Agreed.  If Michigan just becomes an entity that runs a football team populated by non-students or even students on the payroll of assorted lowlifes with no affiliation with the university, I'm not interested and won't invest any more time or money.

Branch's article and pieces like it proceed from the premise that the terms "student-athlete" and "amateur" are concocted hypocrisies.  That premise is inaccurate.  Michigan field hockey players are amateur student-athletes; Michigan golfers are amateur student-athletes; Michigan tennis players are amateur student-athletes.  The only difference between those sports and football is that football generates a lot more fan interest, both inside and outside the university.  That difference does not, conceptually, make the players something other than the amateur  student-athletes the tennis and field hockey players, and golfers undisputably are.

If people are so offended by the amounts of money the adults are taking out of the system -- and there's every reason to be -- legislate that down. 

mikoyan

September 16th, 2011 at 12:37 AM ^

I'll have to say the article opened up a number of things for me.  In a way, it demonstrated why conferences like the SEC, Big 10, Big 12 and Pac 10 tend to be dominant and conferences like the MAC, WAC, MWC tend to not be dominant.  I'm willing it all goes back to the game of the week thing and the subsequent realization by the big conferences that they could make more money if they went their own way.  At least the game of the week tried to spread the money around.

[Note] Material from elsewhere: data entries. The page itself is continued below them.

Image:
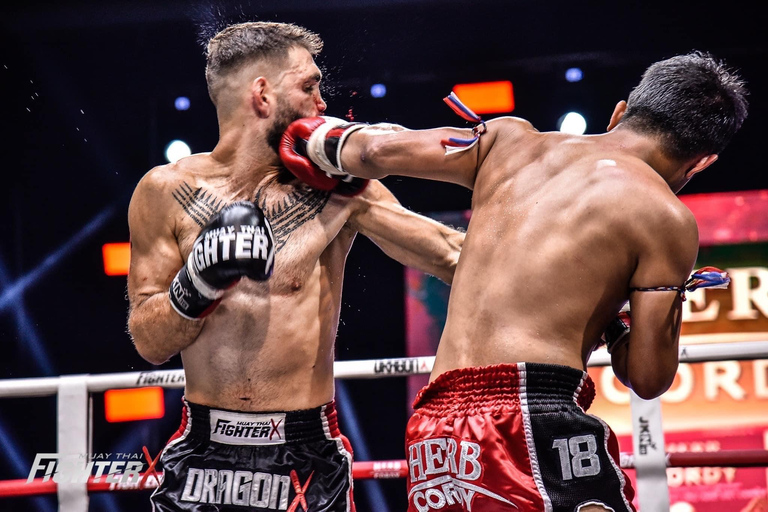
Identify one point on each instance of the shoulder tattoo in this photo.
(292, 211)
(197, 203)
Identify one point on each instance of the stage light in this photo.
(574, 74)
(134, 404)
(177, 149)
(573, 123)
(487, 97)
(378, 90)
(117, 258)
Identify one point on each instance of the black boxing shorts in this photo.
(223, 461)
(512, 437)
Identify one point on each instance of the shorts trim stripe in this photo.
(177, 438)
(616, 468)
(343, 451)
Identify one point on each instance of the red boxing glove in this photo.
(311, 149)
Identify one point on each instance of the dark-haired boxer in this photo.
(565, 229)
(238, 266)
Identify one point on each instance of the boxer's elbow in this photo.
(150, 352)
(649, 385)
(146, 343)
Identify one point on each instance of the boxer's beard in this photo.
(284, 116)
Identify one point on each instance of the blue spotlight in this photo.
(29, 338)
(378, 90)
(574, 75)
(181, 103)
(11, 293)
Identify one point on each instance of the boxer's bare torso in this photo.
(268, 345)
(559, 226)
(562, 227)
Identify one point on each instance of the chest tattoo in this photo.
(286, 215)
(197, 203)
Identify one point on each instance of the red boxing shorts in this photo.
(248, 461)
(512, 437)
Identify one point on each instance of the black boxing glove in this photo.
(311, 150)
(237, 242)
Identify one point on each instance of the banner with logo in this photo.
(711, 406)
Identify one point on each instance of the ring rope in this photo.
(387, 469)
(361, 369)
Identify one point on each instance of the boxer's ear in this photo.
(261, 97)
(618, 113)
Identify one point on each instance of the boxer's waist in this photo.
(260, 428)
(505, 387)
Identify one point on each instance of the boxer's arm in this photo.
(414, 240)
(158, 332)
(648, 362)
(380, 150)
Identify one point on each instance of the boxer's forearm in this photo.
(158, 332)
(377, 151)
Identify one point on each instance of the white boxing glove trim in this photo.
(349, 131)
(204, 288)
(316, 146)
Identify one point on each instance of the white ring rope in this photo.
(360, 369)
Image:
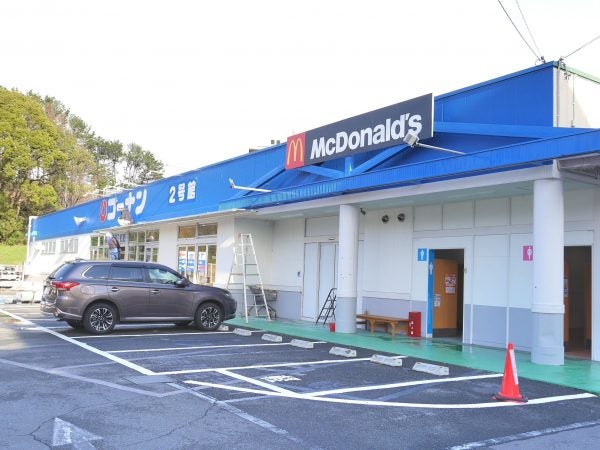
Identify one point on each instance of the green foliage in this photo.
(12, 254)
(11, 226)
(51, 159)
(141, 166)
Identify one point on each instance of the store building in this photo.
(493, 236)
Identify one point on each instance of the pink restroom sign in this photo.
(528, 253)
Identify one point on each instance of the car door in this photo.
(166, 300)
(128, 289)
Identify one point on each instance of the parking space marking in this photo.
(104, 354)
(198, 347)
(60, 373)
(264, 366)
(300, 396)
(191, 333)
(403, 384)
(249, 380)
(14, 316)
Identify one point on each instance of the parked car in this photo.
(96, 295)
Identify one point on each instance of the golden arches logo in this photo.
(295, 151)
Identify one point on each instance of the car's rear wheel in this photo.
(209, 316)
(74, 324)
(100, 318)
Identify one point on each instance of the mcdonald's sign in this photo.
(294, 154)
(375, 130)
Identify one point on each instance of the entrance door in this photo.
(447, 298)
(186, 261)
(207, 264)
(578, 301)
(320, 276)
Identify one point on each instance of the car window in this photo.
(162, 276)
(97, 271)
(125, 273)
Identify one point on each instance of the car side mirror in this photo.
(181, 283)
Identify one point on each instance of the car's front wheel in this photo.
(209, 316)
(74, 324)
(100, 318)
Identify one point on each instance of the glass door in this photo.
(207, 263)
(186, 261)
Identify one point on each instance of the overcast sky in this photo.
(197, 82)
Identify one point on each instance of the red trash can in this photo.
(414, 324)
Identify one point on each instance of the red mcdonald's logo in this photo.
(294, 155)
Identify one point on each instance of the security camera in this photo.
(411, 139)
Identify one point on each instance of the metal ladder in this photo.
(328, 308)
(245, 273)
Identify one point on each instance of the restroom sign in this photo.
(528, 253)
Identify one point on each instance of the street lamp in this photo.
(412, 140)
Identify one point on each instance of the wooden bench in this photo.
(372, 320)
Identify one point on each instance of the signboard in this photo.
(450, 283)
(374, 130)
(528, 253)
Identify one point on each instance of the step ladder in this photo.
(245, 275)
(328, 308)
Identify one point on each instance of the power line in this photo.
(529, 31)
(584, 45)
(524, 40)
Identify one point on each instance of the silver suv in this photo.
(96, 295)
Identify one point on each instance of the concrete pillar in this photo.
(548, 273)
(345, 311)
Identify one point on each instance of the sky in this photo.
(198, 82)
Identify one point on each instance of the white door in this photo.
(320, 275)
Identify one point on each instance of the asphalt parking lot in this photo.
(167, 387)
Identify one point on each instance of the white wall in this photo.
(40, 265)
(262, 237)
(288, 254)
(387, 261)
(167, 245)
(225, 243)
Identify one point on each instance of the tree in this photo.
(141, 166)
(29, 156)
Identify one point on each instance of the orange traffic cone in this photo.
(509, 392)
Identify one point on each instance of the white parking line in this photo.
(265, 366)
(191, 333)
(394, 404)
(113, 358)
(403, 384)
(196, 347)
(253, 381)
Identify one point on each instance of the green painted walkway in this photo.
(576, 373)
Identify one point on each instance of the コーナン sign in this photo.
(374, 130)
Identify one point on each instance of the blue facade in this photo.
(500, 125)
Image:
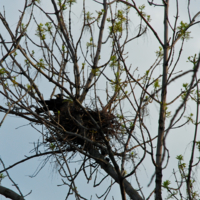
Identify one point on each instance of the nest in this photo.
(77, 121)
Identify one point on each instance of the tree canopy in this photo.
(81, 74)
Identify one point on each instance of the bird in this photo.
(52, 104)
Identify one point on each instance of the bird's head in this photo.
(59, 96)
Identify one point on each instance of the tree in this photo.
(101, 114)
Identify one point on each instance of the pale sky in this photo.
(13, 148)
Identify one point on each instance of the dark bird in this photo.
(52, 104)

I'll use Kinko's as an example.  I believe Kinko's got its start because of a couple of college students seeing a need for more copiers.  If those guys were athletes, they would have had to give up their dreams of being athletes in order to pursue a business.  To me that's not right.  They should be able to seek out a forture regardless.

The thing that I didn't like about the article is that it didn't really touch the subject about schools that are bleeding money from their athletic programs.  If the NCAA finally allowed some sort of compensation, it might put the final nail in the coffins of marginal programs.  I'm not sure I'd like to see that.  I mean Michigan could probably pay for its athletes...EMU probably couldn't and it would force the EMU Regents to finally make that tough decision.

But it did go to pretty good detail about the arbitrariness of the NCAA punishments.

Hokester

September 16th, 2011 at 3:20 PM ^

RE: the scholarship argument: not only are they basically all in favor of the institution, but they're renewed on a year-to-year basis, no?  So if you fail to live up to expectations or they find someone better (I'm looking at you, Saban), they can find any reason to not renew your scholarship or push you out the door.

I don't know that I'm in favor of full-on paying these guys but at least give them a little leverage in terms of the LOI's.

 

EDIT: If this point has been brought up, my pardons.